Hungary’s cash flow-based budget, excluding local councils, ran a 1,219 billion forint deficit at the end of December, the Finance Ministry said on Thursday.
The deficit was 122 percent of the 998.4 billion forint full-year target. A month earlier, the Finance Ministry said the full-year deficit target was still “achievable” despite the significant November shortfall (190.9 billion forints).
Alone in the month of December, the budget was 452.7 billion forints in the red.
The ministry noted that central budget pre-financing for European Union-funded projects continued to have an impact on the balance: payouts for such projects reached 1,556.8 billion forints for the year, while transfers from Brussels came to 1,468.6 billion forints.

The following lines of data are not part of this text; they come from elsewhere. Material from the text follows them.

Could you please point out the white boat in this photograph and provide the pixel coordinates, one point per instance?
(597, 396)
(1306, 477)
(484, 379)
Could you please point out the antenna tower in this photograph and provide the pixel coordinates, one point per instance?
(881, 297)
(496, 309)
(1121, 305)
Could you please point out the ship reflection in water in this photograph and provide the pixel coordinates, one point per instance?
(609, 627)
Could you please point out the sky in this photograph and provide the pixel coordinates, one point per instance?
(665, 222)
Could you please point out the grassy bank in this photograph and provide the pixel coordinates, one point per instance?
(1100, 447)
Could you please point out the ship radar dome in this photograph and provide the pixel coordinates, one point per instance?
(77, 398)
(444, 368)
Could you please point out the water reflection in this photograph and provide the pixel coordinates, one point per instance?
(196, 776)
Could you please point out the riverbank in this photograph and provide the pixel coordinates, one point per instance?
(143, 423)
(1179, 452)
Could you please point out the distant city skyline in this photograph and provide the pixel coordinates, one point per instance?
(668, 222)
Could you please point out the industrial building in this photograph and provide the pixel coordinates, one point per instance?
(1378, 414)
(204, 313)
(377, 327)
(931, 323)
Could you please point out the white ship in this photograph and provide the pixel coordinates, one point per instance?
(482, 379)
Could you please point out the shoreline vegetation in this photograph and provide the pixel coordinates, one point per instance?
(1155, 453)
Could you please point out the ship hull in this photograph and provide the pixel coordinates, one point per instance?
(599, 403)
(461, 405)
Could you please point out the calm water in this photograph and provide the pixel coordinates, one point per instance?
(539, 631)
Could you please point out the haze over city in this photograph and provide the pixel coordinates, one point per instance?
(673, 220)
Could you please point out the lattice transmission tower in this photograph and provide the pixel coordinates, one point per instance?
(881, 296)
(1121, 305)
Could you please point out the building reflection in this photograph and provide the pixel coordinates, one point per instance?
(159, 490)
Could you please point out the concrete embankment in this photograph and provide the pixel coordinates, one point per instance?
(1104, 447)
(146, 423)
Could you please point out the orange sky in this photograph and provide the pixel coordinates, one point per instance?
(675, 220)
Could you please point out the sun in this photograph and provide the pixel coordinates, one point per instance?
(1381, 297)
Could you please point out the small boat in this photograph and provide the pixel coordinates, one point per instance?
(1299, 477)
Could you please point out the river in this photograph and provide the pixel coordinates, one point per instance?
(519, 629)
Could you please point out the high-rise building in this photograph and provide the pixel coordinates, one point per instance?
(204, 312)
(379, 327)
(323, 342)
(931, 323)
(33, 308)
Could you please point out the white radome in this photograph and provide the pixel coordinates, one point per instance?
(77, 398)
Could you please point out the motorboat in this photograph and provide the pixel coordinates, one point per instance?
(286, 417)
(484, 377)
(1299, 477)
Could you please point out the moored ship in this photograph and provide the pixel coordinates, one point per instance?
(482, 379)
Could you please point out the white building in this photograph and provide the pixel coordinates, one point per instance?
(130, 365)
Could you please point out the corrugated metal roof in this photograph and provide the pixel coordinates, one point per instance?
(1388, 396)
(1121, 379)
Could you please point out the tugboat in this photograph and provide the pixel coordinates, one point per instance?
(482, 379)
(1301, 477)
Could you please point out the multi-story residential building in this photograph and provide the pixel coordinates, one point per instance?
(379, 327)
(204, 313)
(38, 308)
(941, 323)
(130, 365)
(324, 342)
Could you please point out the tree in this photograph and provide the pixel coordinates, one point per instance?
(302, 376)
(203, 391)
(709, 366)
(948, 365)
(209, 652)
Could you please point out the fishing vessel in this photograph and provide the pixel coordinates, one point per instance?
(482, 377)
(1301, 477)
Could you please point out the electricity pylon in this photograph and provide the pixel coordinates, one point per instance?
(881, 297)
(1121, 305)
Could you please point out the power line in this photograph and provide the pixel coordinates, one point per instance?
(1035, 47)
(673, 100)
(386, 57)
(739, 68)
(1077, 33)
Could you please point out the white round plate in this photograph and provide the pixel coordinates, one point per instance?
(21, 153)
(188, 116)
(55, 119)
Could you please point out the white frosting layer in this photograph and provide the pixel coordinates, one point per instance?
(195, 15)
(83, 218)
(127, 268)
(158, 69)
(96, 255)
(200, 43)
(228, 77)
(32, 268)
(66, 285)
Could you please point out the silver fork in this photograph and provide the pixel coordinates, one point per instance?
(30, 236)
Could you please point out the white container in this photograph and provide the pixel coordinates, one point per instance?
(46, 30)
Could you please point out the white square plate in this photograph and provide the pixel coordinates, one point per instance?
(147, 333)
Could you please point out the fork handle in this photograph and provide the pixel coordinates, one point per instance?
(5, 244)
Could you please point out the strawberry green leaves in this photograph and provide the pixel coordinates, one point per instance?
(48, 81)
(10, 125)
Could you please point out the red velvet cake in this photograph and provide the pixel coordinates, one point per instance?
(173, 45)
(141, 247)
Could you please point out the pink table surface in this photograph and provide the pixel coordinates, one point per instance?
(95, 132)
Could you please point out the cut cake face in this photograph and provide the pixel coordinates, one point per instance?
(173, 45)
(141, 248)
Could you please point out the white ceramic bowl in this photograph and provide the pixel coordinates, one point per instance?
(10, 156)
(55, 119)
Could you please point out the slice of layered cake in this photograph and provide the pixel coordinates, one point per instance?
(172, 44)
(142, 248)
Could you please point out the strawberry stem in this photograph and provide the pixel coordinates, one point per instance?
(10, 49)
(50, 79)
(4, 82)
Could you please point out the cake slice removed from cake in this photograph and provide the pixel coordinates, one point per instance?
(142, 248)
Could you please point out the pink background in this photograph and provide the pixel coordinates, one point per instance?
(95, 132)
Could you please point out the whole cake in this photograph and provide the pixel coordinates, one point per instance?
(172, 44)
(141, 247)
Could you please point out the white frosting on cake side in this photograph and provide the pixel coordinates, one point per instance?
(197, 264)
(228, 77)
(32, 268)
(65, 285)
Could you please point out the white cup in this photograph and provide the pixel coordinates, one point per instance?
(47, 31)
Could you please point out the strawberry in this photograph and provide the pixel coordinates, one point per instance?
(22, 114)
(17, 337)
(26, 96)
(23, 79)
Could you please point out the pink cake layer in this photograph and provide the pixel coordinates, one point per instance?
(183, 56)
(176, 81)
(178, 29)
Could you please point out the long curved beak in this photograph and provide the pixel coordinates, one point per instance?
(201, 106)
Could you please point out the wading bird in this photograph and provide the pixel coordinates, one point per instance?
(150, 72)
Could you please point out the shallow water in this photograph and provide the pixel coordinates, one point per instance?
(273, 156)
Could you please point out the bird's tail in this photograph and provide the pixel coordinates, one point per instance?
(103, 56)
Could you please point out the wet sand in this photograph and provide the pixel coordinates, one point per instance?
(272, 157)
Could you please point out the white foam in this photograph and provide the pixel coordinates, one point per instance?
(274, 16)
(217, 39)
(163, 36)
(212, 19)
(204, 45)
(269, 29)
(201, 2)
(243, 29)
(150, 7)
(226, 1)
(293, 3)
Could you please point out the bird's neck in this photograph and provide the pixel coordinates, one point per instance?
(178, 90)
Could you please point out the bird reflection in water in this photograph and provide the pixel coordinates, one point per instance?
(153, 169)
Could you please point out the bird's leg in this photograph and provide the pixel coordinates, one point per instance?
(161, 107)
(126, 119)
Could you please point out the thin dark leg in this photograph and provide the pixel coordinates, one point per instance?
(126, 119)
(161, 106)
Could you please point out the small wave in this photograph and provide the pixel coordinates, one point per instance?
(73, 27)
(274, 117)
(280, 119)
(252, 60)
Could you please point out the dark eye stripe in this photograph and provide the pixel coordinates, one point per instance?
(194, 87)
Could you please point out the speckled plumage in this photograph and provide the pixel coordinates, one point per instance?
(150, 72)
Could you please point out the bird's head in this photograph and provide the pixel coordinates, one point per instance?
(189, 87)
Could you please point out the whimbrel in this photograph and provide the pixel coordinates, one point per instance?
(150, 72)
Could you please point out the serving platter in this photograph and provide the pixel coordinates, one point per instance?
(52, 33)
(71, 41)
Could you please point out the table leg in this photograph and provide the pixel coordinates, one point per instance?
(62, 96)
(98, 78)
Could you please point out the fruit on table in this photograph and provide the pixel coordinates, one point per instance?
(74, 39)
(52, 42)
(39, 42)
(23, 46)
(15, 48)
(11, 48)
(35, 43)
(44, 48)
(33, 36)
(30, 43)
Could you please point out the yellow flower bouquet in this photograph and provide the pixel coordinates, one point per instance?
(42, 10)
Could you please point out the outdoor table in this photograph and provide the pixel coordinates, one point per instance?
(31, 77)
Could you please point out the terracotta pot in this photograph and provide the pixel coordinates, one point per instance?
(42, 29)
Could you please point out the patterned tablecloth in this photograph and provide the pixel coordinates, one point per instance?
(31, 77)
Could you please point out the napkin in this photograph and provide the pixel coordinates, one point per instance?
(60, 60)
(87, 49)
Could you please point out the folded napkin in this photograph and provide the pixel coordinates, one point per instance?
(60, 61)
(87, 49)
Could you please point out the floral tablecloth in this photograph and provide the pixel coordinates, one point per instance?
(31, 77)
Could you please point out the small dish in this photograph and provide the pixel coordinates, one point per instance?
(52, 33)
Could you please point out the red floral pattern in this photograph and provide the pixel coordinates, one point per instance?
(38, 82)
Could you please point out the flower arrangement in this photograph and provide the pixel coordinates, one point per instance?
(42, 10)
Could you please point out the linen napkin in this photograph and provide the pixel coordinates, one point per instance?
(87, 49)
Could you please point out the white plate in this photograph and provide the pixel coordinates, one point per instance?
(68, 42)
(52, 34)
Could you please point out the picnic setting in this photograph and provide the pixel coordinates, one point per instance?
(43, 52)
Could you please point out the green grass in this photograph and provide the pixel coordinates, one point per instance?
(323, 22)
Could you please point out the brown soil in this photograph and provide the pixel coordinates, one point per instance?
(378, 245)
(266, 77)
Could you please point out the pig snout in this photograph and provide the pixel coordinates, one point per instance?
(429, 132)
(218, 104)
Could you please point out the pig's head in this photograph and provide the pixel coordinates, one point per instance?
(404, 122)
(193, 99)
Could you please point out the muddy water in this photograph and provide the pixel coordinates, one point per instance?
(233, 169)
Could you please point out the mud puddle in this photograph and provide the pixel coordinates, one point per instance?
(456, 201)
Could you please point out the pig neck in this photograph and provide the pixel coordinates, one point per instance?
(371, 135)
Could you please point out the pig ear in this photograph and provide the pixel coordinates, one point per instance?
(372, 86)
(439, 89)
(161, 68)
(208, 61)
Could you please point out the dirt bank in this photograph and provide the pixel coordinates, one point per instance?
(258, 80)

Big spending tickets were on investments undertaken in the framework of the Modern Cities scheme and the Hungarian Village programme, as well as road and railway upgrades and incentives for business investments to improve competitiveness, the ministry said.
Expenditures were also lifted by a package of family support measures that included prenatal baby support loans and subsidies for vehicles for large families, by premiums for pensioners linked to economic growth and by wage rises in the public sector, it added.
The ministry said the deficit calculated according to the EU’s accrual-based accounting rules “could turn out to be well below the EU criterion”.
The government targets a shortfall of 1.8 percent of GDP in 2019.